Despite a few localised outbreaks, Germany has won plaudits for its effective response to the pandemic. The next step is rebooting the country’s economy by focusing on key strategic sectors, says Achim Hartig, managing director of Germany Trade and Invest.
How have you adjusted to the new way of working?
Achim Hartig: I’m using the flexibility to either work from the office or at home with my family. Many colleagues are coming back to the office, because they cannot work from home all the time. I’m learning what is possible with remote leadership and team management.
What lessons have you learned during the crisis?
Hartig: It’s a question of how closely we can work with industry associations in Germany and the government ministries involved in the crisis. We are in close contact, looking at the supply of personal protective equipment and addressing concerns about supply chains and logistics.
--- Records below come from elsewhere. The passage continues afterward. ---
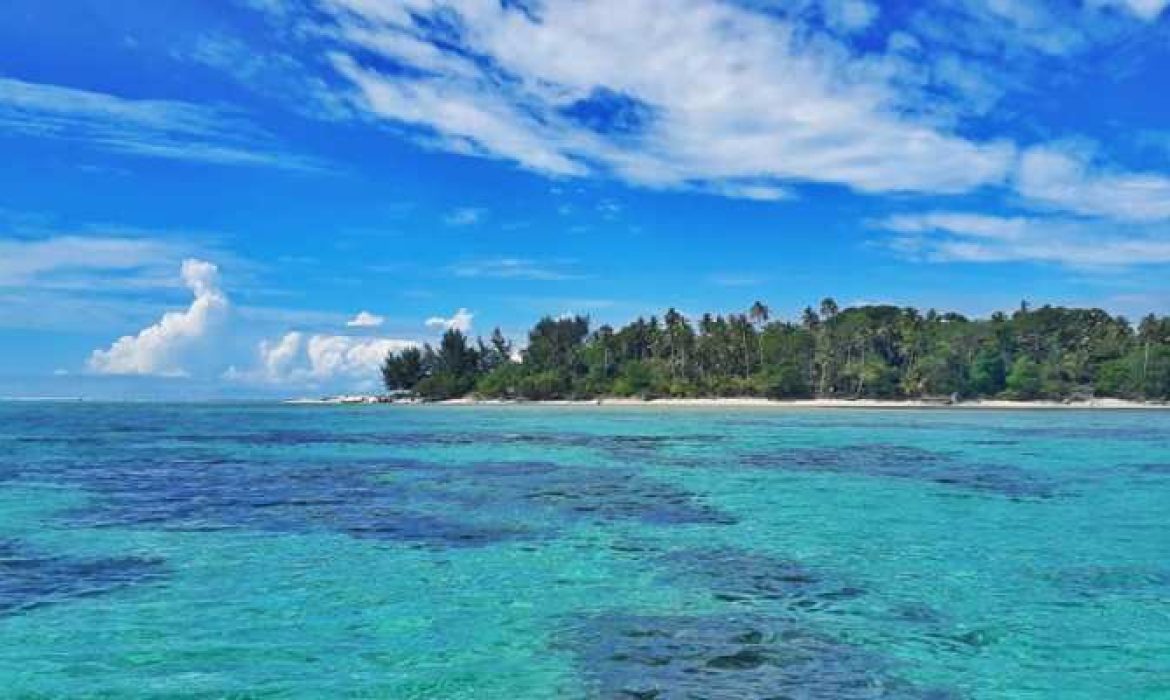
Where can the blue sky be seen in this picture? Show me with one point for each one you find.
(262, 197)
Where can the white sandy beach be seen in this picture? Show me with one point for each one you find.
(763, 403)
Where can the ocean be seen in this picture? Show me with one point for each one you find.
(262, 550)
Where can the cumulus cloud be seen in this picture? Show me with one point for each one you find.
(298, 358)
(365, 320)
(1065, 178)
(461, 321)
(673, 94)
(160, 349)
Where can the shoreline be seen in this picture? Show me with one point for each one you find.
(758, 403)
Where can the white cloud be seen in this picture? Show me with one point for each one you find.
(150, 128)
(950, 237)
(465, 217)
(365, 320)
(513, 268)
(461, 321)
(689, 94)
(851, 15)
(70, 261)
(1064, 178)
(162, 348)
(318, 359)
(1144, 9)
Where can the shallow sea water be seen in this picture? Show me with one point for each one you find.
(521, 551)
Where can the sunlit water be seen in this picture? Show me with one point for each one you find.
(380, 551)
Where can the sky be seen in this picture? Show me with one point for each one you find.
(240, 198)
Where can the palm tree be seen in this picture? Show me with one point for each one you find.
(759, 315)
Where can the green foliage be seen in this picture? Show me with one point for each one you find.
(874, 351)
(1024, 382)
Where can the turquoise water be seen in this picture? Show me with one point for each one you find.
(383, 551)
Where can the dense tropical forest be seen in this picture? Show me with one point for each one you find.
(873, 351)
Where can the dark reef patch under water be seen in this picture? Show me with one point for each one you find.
(743, 577)
(686, 657)
(31, 580)
(893, 461)
(420, 502)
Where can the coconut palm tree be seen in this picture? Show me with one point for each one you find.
(759, 315)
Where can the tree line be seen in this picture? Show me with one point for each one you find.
(871, 351)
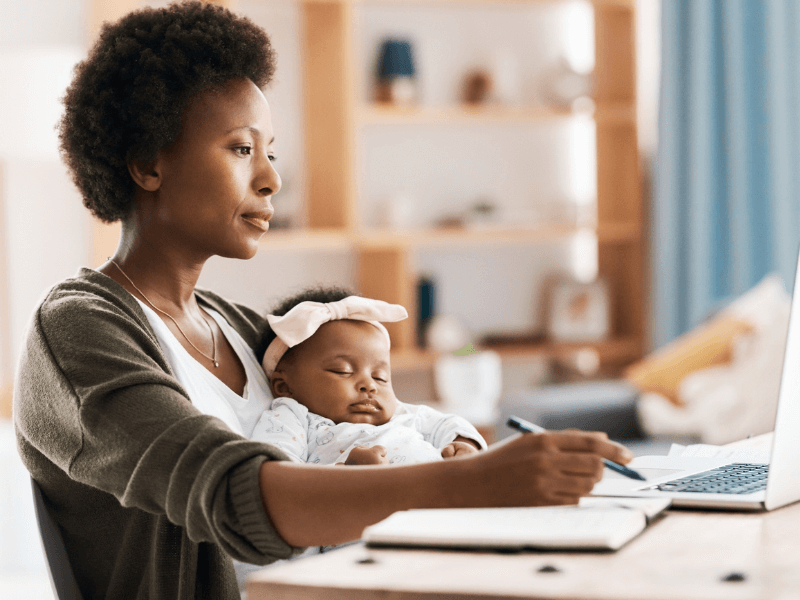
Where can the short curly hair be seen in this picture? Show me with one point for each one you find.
(126, 99)
(312, 294)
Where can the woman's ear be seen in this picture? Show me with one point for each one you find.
(146, 176)
(279, 386)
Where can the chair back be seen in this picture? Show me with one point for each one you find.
(61, 577)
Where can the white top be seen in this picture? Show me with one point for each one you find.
(416, 433)
(212, 397)
(209, 394)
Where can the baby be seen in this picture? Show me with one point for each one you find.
(327, 361)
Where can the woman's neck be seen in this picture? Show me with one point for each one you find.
(154, 268)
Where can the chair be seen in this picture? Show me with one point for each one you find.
(61, 578)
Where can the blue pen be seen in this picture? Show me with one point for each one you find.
(526, 427)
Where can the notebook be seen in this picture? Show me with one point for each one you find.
(595, 524)
(728, 481)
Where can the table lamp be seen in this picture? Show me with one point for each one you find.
(396, 75)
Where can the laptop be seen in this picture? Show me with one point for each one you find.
(719, 482)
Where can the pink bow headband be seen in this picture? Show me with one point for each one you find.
(303, 320)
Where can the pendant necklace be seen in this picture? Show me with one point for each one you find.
(213, 357)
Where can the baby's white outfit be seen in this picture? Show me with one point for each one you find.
(415, 434)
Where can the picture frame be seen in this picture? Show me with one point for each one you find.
(577, 311)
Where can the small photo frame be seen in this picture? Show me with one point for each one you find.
(577, 311)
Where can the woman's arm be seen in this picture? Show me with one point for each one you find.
(311, 506)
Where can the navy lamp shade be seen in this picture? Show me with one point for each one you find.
(395, 60)
(396, 83)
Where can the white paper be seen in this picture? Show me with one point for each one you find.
(750, 455)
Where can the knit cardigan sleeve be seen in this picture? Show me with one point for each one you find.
(96, 396)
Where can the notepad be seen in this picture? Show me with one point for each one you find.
(606, 525)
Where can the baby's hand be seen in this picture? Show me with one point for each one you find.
(364, 455)
(458, 447)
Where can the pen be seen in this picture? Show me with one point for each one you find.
(527, 427)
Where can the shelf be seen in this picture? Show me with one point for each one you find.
(629, 4)
(335, 239)
(377, 114)
(612, 351)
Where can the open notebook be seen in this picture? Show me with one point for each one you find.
(594, 524)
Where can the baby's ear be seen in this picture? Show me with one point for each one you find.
(279, 386)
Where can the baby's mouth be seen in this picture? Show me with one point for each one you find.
(368, 405)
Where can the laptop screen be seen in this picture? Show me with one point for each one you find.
(783, 483)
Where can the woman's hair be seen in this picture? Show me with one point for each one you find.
(313, 294)
(126, 99)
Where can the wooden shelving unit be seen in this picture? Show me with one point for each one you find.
(333, 120)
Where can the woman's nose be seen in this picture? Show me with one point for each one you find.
(268, 181)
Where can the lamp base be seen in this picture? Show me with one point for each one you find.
(401, 91)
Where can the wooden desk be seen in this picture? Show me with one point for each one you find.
(683, 556)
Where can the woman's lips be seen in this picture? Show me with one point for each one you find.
(258, 222)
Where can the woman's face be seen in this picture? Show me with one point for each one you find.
(217, 179)
(342, 373)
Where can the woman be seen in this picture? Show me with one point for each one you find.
(136, 392)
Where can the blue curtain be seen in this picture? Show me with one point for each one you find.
(726, 198)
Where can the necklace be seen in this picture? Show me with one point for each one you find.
(213, 357)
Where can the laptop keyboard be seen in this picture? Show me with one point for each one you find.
(736, 478)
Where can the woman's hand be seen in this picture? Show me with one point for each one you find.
(556, 467)
(366, 455)
(316, 505)
(460, 446)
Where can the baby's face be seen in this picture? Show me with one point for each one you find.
(341, 373)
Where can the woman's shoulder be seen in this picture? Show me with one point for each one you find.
(88, 293)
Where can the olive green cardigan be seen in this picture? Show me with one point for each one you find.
(153, 497)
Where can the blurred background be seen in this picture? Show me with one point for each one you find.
(573, 197)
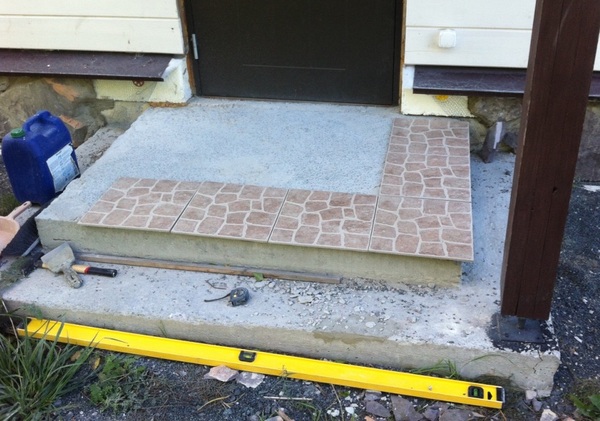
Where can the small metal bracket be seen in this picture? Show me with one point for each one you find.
(516, 329)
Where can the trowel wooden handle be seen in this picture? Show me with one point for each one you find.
(92, 270)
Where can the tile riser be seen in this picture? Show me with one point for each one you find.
(393, 269)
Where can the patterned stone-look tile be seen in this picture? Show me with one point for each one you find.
(325, 219)
(428, 158)
(141, 203)
(423, 227)
(232, 211)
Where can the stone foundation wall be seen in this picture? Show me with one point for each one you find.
(73, 100)
(489, 110)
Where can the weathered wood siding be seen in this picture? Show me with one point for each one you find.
(490, 33)
(133, 26)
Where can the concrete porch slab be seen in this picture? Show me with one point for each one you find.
(373, 322)
(414, 233)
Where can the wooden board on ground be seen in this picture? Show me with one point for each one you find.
(209, 268)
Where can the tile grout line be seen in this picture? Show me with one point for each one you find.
(200, 183)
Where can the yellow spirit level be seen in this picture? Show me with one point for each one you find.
(268, 363)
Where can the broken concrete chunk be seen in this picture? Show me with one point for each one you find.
(431, 414)
(492, 140)
(372, 395)
(403, 409)
(305, 299)
(548, 415)
(530, 395)
(456, 415)
(377, 409)
(221, 373)
(251, 380)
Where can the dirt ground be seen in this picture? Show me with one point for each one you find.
(177, 391)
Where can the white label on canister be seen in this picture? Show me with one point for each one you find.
(62, 168)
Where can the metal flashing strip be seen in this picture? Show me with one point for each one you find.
(421, 386)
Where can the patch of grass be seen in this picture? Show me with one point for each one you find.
(586, 398)
(36, 373)
(444, 368)
(121, 384)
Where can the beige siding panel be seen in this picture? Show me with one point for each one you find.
(474, 47)
(100, 8)
(504, 14)
(92, 34)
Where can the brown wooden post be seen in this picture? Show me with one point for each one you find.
(563, 48)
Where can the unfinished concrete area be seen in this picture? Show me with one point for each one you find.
(399, 303)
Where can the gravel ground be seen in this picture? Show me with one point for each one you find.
(178, 391)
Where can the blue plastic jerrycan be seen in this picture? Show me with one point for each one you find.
(39, 158)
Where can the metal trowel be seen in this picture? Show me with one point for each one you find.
(60, 260)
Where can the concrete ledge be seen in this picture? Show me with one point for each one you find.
(357, 322)
(157, 245)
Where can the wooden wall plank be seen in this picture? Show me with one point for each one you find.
(565, 36)
(100, 8)
(505, 14)
(475, 47)
(162, 36)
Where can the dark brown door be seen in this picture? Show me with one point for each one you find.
(315, 50)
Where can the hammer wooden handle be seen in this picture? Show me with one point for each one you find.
(87, 270)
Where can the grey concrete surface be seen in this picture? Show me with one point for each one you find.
(291, 145)
(359, 321)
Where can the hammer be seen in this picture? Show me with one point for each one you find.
(61, 260)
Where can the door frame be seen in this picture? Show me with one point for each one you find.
(193, 54)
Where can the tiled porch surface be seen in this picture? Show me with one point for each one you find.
(423, 208)
(389, 309)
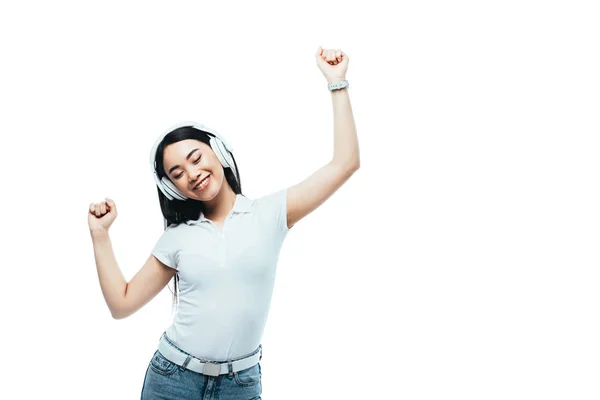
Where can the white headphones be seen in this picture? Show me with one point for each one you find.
(218, 144)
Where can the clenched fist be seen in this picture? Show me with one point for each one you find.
(102, 215)
(333, 63)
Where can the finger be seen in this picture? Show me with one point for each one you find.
(110, 203)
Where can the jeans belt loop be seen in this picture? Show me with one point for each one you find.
(211, 369)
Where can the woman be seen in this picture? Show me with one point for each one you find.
(223, 247)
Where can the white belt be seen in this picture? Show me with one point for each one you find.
(210, 367)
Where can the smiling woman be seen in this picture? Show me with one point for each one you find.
(185, 157)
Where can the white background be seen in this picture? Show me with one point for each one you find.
(460, 261)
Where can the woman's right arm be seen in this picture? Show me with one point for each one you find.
(125, 298)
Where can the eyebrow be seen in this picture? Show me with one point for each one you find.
(187, 158)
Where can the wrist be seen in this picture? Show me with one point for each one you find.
(97, 233)
(334, 80)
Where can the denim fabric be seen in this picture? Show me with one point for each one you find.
(166, 380)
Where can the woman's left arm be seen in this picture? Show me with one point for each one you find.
(306, 196)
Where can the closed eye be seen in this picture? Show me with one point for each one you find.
(195, 162)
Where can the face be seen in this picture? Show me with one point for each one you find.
(188, 162)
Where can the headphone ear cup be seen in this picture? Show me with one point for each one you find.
(223, 154)
(172, 189)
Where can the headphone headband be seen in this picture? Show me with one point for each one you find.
(218, 144)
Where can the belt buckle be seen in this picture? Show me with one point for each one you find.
(211, 369)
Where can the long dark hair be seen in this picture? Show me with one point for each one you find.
(177, 211)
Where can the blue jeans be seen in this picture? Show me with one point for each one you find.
(166, 380)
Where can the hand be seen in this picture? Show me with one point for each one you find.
(333, 63)
(102, 215)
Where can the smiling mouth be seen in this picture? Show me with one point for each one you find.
(201, 182)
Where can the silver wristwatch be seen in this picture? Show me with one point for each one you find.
(338, 85)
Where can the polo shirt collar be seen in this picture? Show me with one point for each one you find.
(242, 205)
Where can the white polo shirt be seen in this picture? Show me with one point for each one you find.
(226, 277)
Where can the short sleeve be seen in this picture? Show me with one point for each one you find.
(165, 248)
(273, 209)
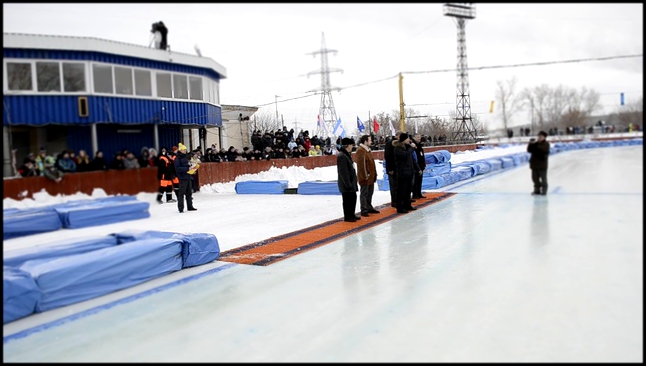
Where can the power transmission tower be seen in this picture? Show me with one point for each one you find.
(327, 112)
(466, 131)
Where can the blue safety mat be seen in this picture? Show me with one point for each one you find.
(197, 248)
(16, 257)
(20, 294)
(437, 169)
(71, 279)
(102, 213)
(437, 157)
(319, 187)
(17, 223)
(72, 215)
(262, 187)
(41, 278)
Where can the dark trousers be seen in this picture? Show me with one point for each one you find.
(365, 197)
(404, 187)
(539, 177)
(392, 183)
(349, 204)
(417, 185)
(185, 190)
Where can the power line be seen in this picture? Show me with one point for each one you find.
(527, 64)
(470, 68)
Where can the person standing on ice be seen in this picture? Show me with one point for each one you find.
(539, 150)
(347, 180)
(182, 166)
(366, 175)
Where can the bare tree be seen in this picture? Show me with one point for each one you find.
(631, 113)
(509, 102)
(264, 120)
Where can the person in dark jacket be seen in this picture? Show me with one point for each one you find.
(405, 168)
(421, 163)
(539, 150)
(389, 160)
(366, 175)
(165, 177)
(182, 166)
(117, 161)
(28, 169)
(347, 180)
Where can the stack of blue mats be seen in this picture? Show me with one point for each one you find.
(16, 223)
(262, 187)
(42, 278)
(102, 212)
(319, 187)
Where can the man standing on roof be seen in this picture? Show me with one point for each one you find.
(540, 150)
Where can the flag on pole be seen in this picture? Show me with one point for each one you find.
(338, 129)
(392, 128)
(360, 125)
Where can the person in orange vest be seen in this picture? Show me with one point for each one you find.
(173, 155)
(165, 168)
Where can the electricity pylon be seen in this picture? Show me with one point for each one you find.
(327, 112)
(466, 131)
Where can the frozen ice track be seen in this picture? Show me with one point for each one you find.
(491, 274)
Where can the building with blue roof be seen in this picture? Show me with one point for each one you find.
(82, 93)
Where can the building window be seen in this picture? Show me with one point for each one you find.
(123, 80)
(48, 76)
(195, 84)
(73, 77)
(164, 88)
(19, 76)
(143, 86)
(216, 92)
(206, 90)
(102, 78)
(180, 87)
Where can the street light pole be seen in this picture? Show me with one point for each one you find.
(276, 109)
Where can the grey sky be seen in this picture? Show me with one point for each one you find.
(264, 48)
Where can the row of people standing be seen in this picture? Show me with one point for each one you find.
(351, 181)
(405, 164)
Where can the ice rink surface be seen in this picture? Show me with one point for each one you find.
(492, 274)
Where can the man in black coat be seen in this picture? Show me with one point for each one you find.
(389, 159)
(539, 150)
(421, 163)
(405, 168)
(347, 180)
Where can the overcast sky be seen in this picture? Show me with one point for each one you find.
(266, 48)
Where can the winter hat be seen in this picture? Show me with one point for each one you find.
(347, 141)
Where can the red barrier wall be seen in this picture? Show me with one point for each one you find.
(131, 182)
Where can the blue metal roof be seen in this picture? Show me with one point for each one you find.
(107, 58)
(39, 110)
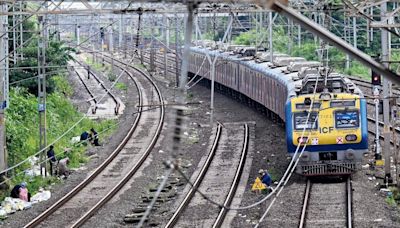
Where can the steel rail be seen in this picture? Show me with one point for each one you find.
(93, 98)
(305, 204)
(40, 218)
(117, 104)
(199, 179)
(142, 159)
(235, 183)
(349, 203)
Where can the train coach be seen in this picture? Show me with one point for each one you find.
(324, 112)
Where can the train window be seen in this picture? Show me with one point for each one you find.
(300, 121)
(307, 106)
(347, 119)
(343, 104)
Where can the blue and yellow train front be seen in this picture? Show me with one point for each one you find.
(335, 135)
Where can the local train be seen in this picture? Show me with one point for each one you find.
(307, 97)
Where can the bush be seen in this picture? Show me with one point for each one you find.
(22, 134)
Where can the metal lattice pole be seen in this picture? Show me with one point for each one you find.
(42, 43)
(3, 84)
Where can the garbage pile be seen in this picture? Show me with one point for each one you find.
(11, 205)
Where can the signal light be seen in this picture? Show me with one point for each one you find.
(376, 78)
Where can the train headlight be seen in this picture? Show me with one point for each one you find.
(351, 138)
(350, 154)
(302, 140)
(325, 96)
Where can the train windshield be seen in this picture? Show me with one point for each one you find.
(347, 119)
(300, 121)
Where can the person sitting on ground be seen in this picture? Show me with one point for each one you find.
(84, 136)
(63, 167)
(20, 191)
(93, 137)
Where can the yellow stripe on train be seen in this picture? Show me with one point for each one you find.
(334, 120)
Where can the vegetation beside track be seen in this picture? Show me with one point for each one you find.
(22, 119)
(23, 133)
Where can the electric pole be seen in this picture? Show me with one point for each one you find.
(176, 52)
(3, 84)
(42, 43)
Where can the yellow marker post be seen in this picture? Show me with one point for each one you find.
(379, 163)
(258, 185)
How have your investment promotion strategies changed?
Hartig: Many investors delayed decisions to invest in Germany, but have not cancelled. We have kept in contact but limited our consulting activity, because [we realised] that investors will stay.
The question was then how we can support the German economy and German companies, focusing on the industries hardest hit by the crisis.
Industries with specific assets, like machinery or buildings, might have more difficulties regaining traction than industries such as consumer goods. We are currently trying to support these industries as much as we can.
We also identified five industry areas in which to focus our investment attraction efforts until the crisis is over. The five areas are: pharmaceuticals, medtech and e-health; automation and robotics; digital infrastructure; sustainable supply chain solutions; and international trade promotion.
How have you digitised your services?
Hartig: Due to the international nature of our business, we’re forced to rely on video conferencing and online collaboration tools when organising projects. But that is nothing new.
However, the crisis brought [digitalisation] to our internal processes – it’s not an option anymore, but an obligation.
Will start-ups or SMEs lead the post-Covid recovery?
Hartig: We have 1.3 million SMEs in Germany, which generate 98% of gross revenue of all companies. They are the backbone of the economy. SMEs will lead us out of the crisis.
Are you expecting a ‘V-shaped’ or ‘U-shaped’ recovery?
Hartig: Looking at current analysis, a ‘V-shaped’ scenario is most likely. The development of business confidence, assessed by surveys, gives room for hope.
We have contingency plans if the recovery takes longer. I discussed the five industry segments we are focusing on, but we have a second stage with ten [focus] industries.
Depending on the economic situation in Germany, we will decide to focus earlier or later on an enlarged portfolio of focus industries.
What’s your advice to other economic development leaders?
Hartig: The crisis is temporary. We are mainly working with companies that are looking beyond the crisis. They are not significantly changing their decisions and strategies.
[Development leaders] need to keep in contact with their clients, address their fears and provide information.
We did an analysis of our home economy and really looked at how we could better help [companies and clients] during the crisis. We issued two new lines of coronavirus-specific information for both foreign and German companies to provide transparency.